Poster pledging to answer Hezbollah leader Hassan Nasrallah's call for participation in the elections (MEE/Ali Harb)

Hence, top preferential vote getters from lists that cross the threshold do not necessarily make it to the parliament.

Take a 10-seat district with two spots allocated to Maronite Christians as an example. If Maronite candidates from List A get the top preferential votes, List B's Maronites lose automatically, even if they get more individual votes than their colleagues on the list.

After the two Maronite seats are taken by List A, List B's share would go to the next highest preferential vote getter for available seats.

Technically, a candidate with one preferential vote can make it to parliament.

If the last available spot is for a Druze MP and List B did not field a Druze candidate, the slate would lose out on that seat, which would go to the next top Druze vote getter from an opposing slate.

Being left with seats for which they have no candidates is a real risk that incomplete slates face in several districts.

Awkwardly drawn districts

While gerrymandering is not uncommon even in Western democracies, some awkwardly drawn Lebanese districts stand out.

For example, the two small districts in the larger First South District are not geographically connected.

Beirut is divided into two districts separated by the old frontlines of the 1975-1990 civil war when the capital was split between Christian and Muslim militias.

Marwan Tibi, a journalist who is running in Beirut's Second District on the "Kelna Beirut" slate of civil society activists, called dividing the capital along sectarian lines a "catastrophe".

However, he praised the move to a proportional system, saying it provided voters with an opportunity to make choices based on political agendas, not personalities.

Another sign that the new law is lacking is how electoral tallies vary radically between districts. In the mostly-Christian First Beirut District, only 7,000 votes are needed to make the slate, whereas in some districts in the south and the north the number is more than 25,000.

The new rules have also raised the cost of running for office.

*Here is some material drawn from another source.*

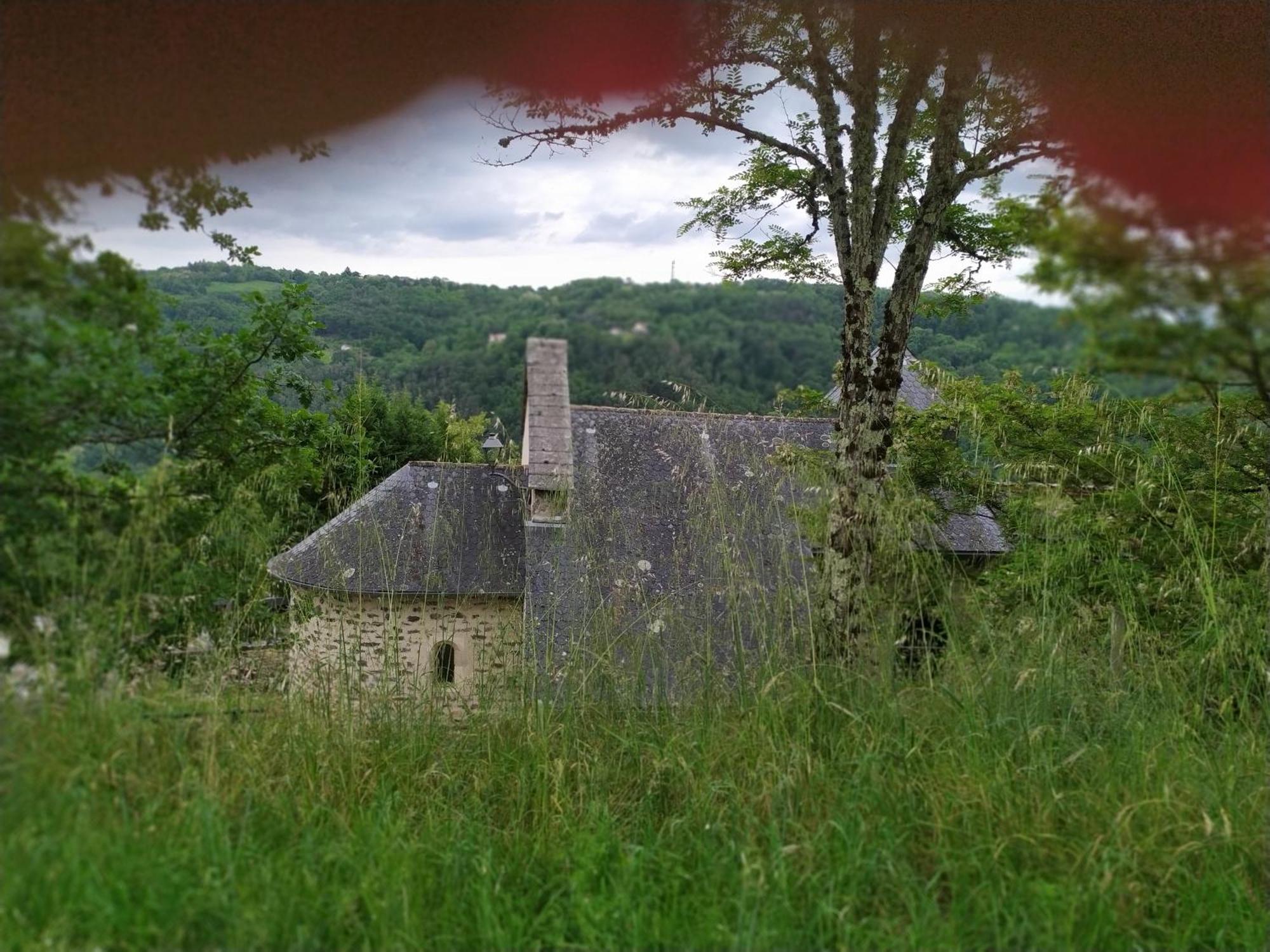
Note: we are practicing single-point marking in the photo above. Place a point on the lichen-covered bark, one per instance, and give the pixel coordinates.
(860, 218)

All candidates must now pay a non-refundable fee of $5,300.

Campaign truck with speakers promoting former PM Najib Azmi Mikati (MEE/Ali Harb)

Moussa Khoury, a civil society candidate in Tripoli on the "Kollouna Watani" slate, said the fee puts a burden on aspiring politicians of modest means.

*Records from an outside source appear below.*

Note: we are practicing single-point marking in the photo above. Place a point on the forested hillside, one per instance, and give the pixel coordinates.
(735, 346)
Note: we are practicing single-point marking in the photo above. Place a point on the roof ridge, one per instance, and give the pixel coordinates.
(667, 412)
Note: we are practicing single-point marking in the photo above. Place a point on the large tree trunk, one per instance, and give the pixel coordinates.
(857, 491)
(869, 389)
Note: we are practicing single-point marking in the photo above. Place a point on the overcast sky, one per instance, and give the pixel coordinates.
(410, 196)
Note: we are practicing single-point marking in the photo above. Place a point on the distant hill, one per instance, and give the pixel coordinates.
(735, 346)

For a list of 11 candidates, the cost of merely appearing on the ballot would exceed $55,000.

The law has also failed to curb campaign spending, which Khoury said could run to up to $1m per candidate.

Several candidates have complained that media outlets, particularly TV stations, have exploited lapses in regulations to charge for normal coverage and interviews, which are usually considered free content.

"Money has become a major factor in the electoral process. It has made it nearly impossible for poor candidates to win," Khoury told Middle East Eye.

"The money factor was not taken into consideration when the current law was written; or it was taken into consideration to favour certain candidates over others."

Also, there are concerns over the state's ability to properly enforce the law, especially since the interior and foreign ministries, which oversee the elections, are both headed by current candidates.

"This ruling political class has proven to us its failure as an executive branch," Tibi said.

He pointed to complaints of lack of organisation in at Lebanese embassies where expatriates voted on 27 and 29 April.

"We don't trust this authority; if we trusted it, we wouldn't have run and burdened ourselves," Tibi told Middle East Eye.